# CW1 - Amazon Bestsellers Analysis with PySpark


In this assignment you will be tasked with exploring a dataset containing the Top 50 best-selling books from Amazon between 2009-2019. You should complete the exercises presented in the Google Colab Notebook below. This assignment will be graded using CodeGrade.

Exercise 1 (5 Marks): Find the authors with the most entries in the bestseller’s lists, find the number of unique titles for each, the average rating, total number of reviews, and highest position in the ranking.

Exercise 2 (5 Marks): For fiction and non-fiction books, find the average and total number of reviews for the top 10, 25, and 50 of the bestsellers lists, in each year.

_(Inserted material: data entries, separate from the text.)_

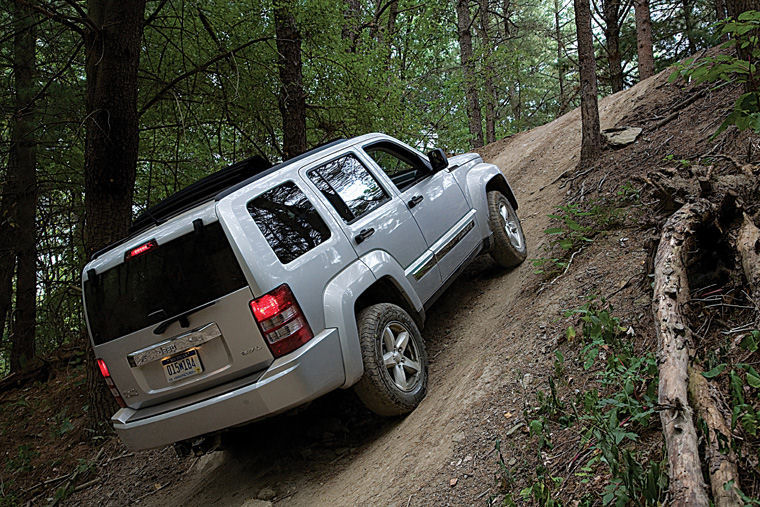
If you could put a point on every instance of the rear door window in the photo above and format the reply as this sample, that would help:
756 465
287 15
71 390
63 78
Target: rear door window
288 221
402 167
349 187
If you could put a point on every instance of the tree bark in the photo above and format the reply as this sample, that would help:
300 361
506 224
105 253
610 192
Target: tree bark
591 144
612 38
292 99
748 245
560 54
112 42
488 73
468 66
671 293
721 461
644 39
23 169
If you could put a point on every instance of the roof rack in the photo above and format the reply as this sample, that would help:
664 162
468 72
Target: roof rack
214 186
202 190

Exercise 3 (10 Marks): For each year, find the average price of a fiction and non-fiction book in the top 10, 25 and 50 of the bestsellers lists.

Exercise 4 (10 Marks): For free books—where the price is zero—fine the number of unique titles and authors. Compare the average rating and number of reviews in each year between free and priced books.


In [None]:
# CodeGrade Tag Init1

from google.colab import drive
drive.mount('/content/drive')

In [None]:
# CodeGrade Tag Init2

# Apache Spark uses Java, so first we must install that
!apt-get install openjdk-8-jdk-headless -qq > /dev/null

# Unpack Spark from google drive
!tar xzf /content/drive/MyDrive/spark-3.3.0-bin-hadoop3.tgz

# Set up environment variables
import os
os.environ["JAVA_HOME"] = "/usr/lib/jvm/java-8-openjdk-amd64"
os.environ["SPARK_HOME"] = "spark-3.3.0-bin-hadoop3"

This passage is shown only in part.